If you're going to do some origami, or rather some projects from my free review copy of Horrorgami: Creepy Creatures, Ghastly Ghouls, and Other Fiendish Paper Projects, then you might as well make a night of it:
  • husband/partner/crafting partner
  • Halloween playlist streaming on Spotify
  • margaritas, heavy on the tequila
Oh, and you'd better put the kids to bed first, right?

Our confidence amply fueled by tequila, Matt and I skipped straight to the Level 2 projects, fought briefly over who got the black origami paper before realizing that the book came with plenty of black origami paper, then settled down to work, interrupted regularly by Matt's inability to remember the folding symbols from the front of the book (I should have copied that page real quick, but tequila inhibits my common sense).

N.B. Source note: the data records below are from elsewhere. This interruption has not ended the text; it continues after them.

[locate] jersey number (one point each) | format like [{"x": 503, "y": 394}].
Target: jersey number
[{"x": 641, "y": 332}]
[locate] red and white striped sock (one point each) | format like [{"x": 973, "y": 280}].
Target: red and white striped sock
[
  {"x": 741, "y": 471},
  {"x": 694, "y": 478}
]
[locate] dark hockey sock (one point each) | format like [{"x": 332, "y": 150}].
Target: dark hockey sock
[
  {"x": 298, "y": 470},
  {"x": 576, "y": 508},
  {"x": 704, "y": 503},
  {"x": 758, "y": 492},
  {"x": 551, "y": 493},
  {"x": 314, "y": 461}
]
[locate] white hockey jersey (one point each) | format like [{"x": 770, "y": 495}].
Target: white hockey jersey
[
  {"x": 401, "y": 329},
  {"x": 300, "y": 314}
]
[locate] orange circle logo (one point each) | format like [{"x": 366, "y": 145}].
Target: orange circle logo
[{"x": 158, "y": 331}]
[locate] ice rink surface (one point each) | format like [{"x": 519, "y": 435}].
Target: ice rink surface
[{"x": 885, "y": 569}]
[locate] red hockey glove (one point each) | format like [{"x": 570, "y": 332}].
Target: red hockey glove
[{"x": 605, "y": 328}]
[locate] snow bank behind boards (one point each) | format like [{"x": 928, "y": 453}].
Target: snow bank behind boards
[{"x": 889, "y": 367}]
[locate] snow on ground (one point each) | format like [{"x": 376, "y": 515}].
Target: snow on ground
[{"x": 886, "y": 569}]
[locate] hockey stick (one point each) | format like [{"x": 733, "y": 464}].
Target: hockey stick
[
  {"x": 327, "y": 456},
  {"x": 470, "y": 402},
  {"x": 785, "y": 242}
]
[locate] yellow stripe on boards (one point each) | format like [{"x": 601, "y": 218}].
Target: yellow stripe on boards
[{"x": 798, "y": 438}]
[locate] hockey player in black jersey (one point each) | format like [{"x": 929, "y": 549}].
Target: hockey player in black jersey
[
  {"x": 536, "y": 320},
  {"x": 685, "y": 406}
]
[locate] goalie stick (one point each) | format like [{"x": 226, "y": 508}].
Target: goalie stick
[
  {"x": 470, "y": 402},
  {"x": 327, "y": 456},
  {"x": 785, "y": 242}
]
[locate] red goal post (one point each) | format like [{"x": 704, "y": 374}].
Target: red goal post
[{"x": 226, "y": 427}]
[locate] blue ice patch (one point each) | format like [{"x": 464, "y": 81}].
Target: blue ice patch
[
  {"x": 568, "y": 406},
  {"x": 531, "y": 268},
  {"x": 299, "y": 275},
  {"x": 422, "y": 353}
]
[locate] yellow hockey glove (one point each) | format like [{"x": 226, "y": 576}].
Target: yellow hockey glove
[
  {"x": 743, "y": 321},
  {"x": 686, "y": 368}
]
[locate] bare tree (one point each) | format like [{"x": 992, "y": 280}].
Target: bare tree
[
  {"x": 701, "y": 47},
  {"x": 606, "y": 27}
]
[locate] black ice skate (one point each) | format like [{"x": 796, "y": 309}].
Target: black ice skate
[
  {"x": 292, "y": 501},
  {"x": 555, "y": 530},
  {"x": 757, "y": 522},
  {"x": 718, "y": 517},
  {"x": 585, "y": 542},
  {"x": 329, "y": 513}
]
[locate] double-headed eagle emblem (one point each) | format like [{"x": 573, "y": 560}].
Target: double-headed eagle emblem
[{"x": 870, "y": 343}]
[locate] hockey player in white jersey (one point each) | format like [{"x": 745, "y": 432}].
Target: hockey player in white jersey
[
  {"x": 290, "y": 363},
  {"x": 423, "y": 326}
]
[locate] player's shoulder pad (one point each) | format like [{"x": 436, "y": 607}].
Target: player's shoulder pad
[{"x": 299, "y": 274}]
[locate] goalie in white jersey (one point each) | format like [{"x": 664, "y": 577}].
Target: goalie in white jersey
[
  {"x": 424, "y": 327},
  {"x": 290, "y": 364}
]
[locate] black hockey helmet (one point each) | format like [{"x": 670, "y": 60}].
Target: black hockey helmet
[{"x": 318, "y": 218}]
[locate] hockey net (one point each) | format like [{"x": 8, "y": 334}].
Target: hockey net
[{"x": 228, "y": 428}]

I am quite proud to note that I am a much better drunk origami folder than Matt is:
My hooded grim reaper is coming together nicely.

Matt's having problems with his hooded grim reaper (he did mountain folds instead of valley folds, silly boy!)
 Although this might have been hindering Matt's folding skills:
His excuse? "There wasn't enough triple sec left in the bottle for another margarita, so I thought I'd just finish it off."
 I've never really done origami before, and I was a little surprised by how much I enjoyed it. I especially like when you have to fold and unfold something to make a crease that you then use later--so tricky!

MY hooded grim reaper can stand independently, while Matt's  deformed guy has to be held up:
 It's not going to take many souls THAT way, ha ha ha!

The bats turned out pretty great, too--

--although I should have let Matt cut my bat's head for me. I don't freehand too much, and my bat now has a Kermit the Frog head:

It was a VERY fun way to spend the evening with my Matt (You're going to think we're totally lame when I tell you that we usually just watch movies at night after the kids are asleep, NOT play Scrabble or read out loud to each other or bake together or any of the other non-TV, non-sex activities that healthy couples usually engage in). I'd set it aside as an evening activity to do with only him, however, not just to lure him away from Netflix streaming for the evening, but also because I assumed the origami projects would be too difficult for the girls, and I take no pleasure in "helping" a kid complete a craft project that is so difficult for her that the result is really my work, not hers.

That being said, look who spied the book at the breakfast table the next morning (also last evening's craft table), and jumped right into her own horrorgami!

With actually only a little help from me, Sydney and Willow both folded a pretty passable ghost, a Level 1 project, drew on its ghosty face, and hung it up to look spooky.

As I watched them work, seeing how much pleasure they were both taking in their folding, I thought to my self, "Mathematics! Logic! Fine motor skills!", and I immediately pulled up our public library's web catalog and requested several children's origami books. 

But by the time those books get picked up, I think the kiddos are going to be experts on origami ghosts, and jack-o-lantern faces, and witch's hats.

4 comments:

Teresa Robeson said...

I love origami...I taught a class of it for the LEARN peeps one year (prob close to 10 years ago now). In fact, I almost joined the national origami society many moons ago. I had a blog post of about how I made little seedling pots using newsprint and origami.

And I think I saw that Horrorgami book in one of the emails Amazon sent me. Pretty cool stuff!

julie said...

I am VERY impressed! I had never really considered origami before, but I definitely want to learn now.

Trish said...

haha! My 5yr old found a Zombigami book at Walmart this week. I'm covered in paper cuts and I have yet to get a Zombi to stand up!

Teresa Robeson said...

You'll love it...keep trying different things. :) A great thing to have though is a boning tool (a letter opener is a decent substitute). It saves your finger tips from getting raw from rubbing.